George Pelecanos is an award-winning novelist, filmmaker, and television writer (The Wire, Treme). The author’s 18th novel, What It Was, is a gritty, atmospheric prequel to the later Derek Strange novels (Right as Rain , Hell to Pay , Soul Circus , Hard Revolution Selection May/June 2004), this time set in 1970s Washington, D.C., and featuring a fictionalized portrait of that city’s infamous criminal Raymond "Cadillac" Smith.
The Story: July 1972. Watergate is about to explode; the United States is mired in Vietnam; and African American policeman Derek Strange realizes that he’s "in the midst of something, a music, dress, and cultural revolution that was happening with his people, in his time." Still in his 20s and itching for some real action, Strange leaves the Washington, D.C., police department to become a private investigator. When the notorious Robert Lee Jones (aka "Red Fury," like the car) robs and murders a junkie, both Strange and his white ex-partner, Frank Vaughn, on whose turf the murder was committed, become involved in a case as volatile as the times.

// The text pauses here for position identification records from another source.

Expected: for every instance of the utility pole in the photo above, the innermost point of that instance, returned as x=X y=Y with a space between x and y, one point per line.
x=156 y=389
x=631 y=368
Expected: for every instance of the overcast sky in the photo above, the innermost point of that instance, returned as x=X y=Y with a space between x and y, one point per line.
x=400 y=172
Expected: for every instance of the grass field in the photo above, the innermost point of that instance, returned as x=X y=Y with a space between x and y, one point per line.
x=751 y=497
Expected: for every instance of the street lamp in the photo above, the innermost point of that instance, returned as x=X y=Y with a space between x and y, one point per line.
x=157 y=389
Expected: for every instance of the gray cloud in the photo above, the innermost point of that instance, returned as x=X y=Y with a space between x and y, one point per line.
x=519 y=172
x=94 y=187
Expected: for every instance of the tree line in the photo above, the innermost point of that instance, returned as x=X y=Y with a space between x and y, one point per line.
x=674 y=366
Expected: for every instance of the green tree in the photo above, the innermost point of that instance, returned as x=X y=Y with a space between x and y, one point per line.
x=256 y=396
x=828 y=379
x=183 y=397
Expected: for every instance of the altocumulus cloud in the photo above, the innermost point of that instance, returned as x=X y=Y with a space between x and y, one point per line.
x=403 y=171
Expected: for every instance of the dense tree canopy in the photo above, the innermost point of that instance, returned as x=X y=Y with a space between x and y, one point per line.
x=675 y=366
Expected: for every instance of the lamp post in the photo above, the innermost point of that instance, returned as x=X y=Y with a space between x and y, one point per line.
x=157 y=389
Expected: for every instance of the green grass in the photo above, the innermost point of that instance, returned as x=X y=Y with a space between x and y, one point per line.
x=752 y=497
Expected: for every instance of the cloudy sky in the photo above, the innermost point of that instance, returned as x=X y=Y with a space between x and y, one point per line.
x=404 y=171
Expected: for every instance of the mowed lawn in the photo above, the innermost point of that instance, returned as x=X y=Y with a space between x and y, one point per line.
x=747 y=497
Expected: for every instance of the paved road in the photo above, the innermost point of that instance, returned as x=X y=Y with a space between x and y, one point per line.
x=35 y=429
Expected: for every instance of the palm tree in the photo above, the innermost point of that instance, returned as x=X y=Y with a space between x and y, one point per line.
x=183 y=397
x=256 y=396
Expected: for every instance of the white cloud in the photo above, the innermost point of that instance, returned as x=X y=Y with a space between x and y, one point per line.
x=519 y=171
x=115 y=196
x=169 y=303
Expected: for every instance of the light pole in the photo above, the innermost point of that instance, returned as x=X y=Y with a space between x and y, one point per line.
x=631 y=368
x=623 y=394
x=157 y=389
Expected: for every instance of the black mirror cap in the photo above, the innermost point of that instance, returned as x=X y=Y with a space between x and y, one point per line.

Little, Brown. 272 pages. $35. ISBN: 9780316209540
New York Times
"What It Was is a sleek, fast-paced crime tale that doesn’t hit the usual speed bumps found in Derek Strange’s path. … Luckily for the reader Mr. Pelecanos has built this book around the exploits of a real crime kingpin, Raymond Smith, known as Cadillac, who becomes the vicious but stylish Red ‘Fury’ Jones in this novel, presumably because Mr. Pelecanos thinks the Plymouth Sport Fury is a flashier car for the guy’s girlfriend to drive." Janet Maslin
NY Times Book Review
"Pelecanos is crazy for details, so all these particulars—the colorful names, the flashy clothes, the sexy cars and soulful music—add to the big picture he’s continually drawing of crucial moments in America’s changing history, as viewed from the streets." Marilyn Stasio
"If you haven’t before, now’s the time to take a chance on George Pelecanos, the best crime writer you’ve never read. … You’ll get a rip-roaring introduction to Derek Strange, a black private investigator and the hero of a number of Pelecanos’ earlier novels." Jocelyn McClurg
"Many dramas come together in this hard-edged novel. … [The Derek Strange novels are] about crime, but, finally, they’re a profound meditation on good and evil in this city, mostly in parts of it that many of us pass through often but never really see." Patrick Anderson
At this point in his career, this much is evident: George Pelecanos is a talented, versatile writer—period. He’s long been a legend with a relatively small group of devoted crime readers; every novel, each as good as the last, seems to increase his cachet. Without a doubt, his noir chops are right up there with the best work of Walter Mosley, Andrew Vachss, Sara Paretsky, and Michael Connelly, and his urban landscapes are as evocative as James Lee Burke’s Louisiana. With What It Was, Pelecanos delivers a period gem, nailing the city’s uncomfortable energy and riffing effortlessly on 1970s music, fashion, and pop culture. Full of bell bottoms, Roberta Flack tunes, and muscle cars, What It Was is a wild ride.